Fans of Pengsoo have reacted angrily after comments were blocked on YouTube videos starring the EBS penguin character, after the streaming sites enforcement of stricter children’s content rules starting Tuesday.

The strengthened regulations came into effect after the US’ Federal Trade Commission last September announced that it was fining Google $170 million for violating children’s privacy law in the US.

“We do understand that fans are upset about not being able to leave any comments. But as a creator using YouTube’s platform, we have to follow the policy,” an EBS spokesperson told The Korea Herald. 

A screencap of Pengsoo’s YouTube channel. (YouTube)
A screencap of Pengsoo’s YouTube channel. (YouTube)

“Our producers voluntarily changed the status of some Pengsoo’s videos to kids’ content and some (videos) are labeled automatically as kids’ contents by the YouTube algorithm.”

Aside from TV channel EBS, YouTube is currently the only online platform where Pengsoo content is available. Following the move, YouTube Kids content does not allow posting of comments, but the character has generated cross-generational popularity since its launch last year.

“Giant Peng TV (YouTube channel) does have some teen viewers, but the majority of the viewers are in their 20s and 30s. So we plan to discuss this issue with YouTube,” the spokesperson added.

According to YouTube, content creators can decide whether their contents are targeted at kids through their audience setting, which was created in November. YouTube then screens the uploaded contents using its machine-learning technology to identify videos for kids.

In addition to restricting some of the platform’s features, YouTube also disabled kid’s content creators from adding personalized ads. Industry insiders predict that this will affect kids’ content creators’ earnings.

“YouTube can simply check the viewer’s age and easily find out the Pengsoo is not for kids,” a Giant Peng TV viewer commented on a article that announces news about Youtube’s new regulation.

“Pengsoo, do you know that we are being blocked from leaving comments? How do we communicate with you now?” another viewer added.

The problem is that YouTube’s artificial intelligence technology is not perfect.

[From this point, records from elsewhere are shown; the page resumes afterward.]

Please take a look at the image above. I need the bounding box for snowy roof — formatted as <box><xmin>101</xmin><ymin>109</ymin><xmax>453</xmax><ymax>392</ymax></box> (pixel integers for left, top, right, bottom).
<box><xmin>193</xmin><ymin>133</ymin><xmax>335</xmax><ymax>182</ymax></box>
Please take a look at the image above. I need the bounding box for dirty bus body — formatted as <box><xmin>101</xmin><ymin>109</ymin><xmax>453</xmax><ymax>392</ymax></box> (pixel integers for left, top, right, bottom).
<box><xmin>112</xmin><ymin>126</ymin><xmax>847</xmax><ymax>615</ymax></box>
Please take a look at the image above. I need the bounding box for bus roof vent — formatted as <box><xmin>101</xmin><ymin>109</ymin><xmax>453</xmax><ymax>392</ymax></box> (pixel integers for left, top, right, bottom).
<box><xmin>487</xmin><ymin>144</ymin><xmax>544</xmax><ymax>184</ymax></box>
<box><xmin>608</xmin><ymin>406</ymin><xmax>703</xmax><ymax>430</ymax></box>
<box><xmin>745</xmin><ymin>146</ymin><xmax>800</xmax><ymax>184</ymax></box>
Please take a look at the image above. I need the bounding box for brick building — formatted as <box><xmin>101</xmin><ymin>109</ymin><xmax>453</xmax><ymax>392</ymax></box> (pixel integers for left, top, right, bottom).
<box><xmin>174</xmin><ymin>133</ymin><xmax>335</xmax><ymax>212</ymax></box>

Pengsoo videos are not the only ones that have been labeled as kids’ content by the YouTube algorithm. 

A screencap of Pengsoo’s YouTube channel. (YouTube)
A screencap of Pengsoo’s YouTube channel. (YouTube)

Recently, comedian brothers Yang Se-hyeong and Yang Se-chan’s first YouTube video was also classified as kids’ content. The video features about two adult comedians’ day and is not aimed at children.

A video of Joo Ho-min, a 38-year-old cartoonist, was also labeled as kids’ content.

“I got a response from YouTube that leaving of comments was disabled for my video because YouTube mistook it for having a kid in it,” Joo posted on his social media account. The meokbang video features three grown-up men eating. There is not a kid in sight.

“If the content is not for kids, creators can ask for a change,” a YouTube Korea spokesperson told The Korea Herald.

The platform operator, however, also added that even after the creator requests a change, it can still be denied as YouTube evaluates the contents based on FTC’s standards. The standard includes criteria such as the subject of the video and whether the video has an emphasis on kids’ characters.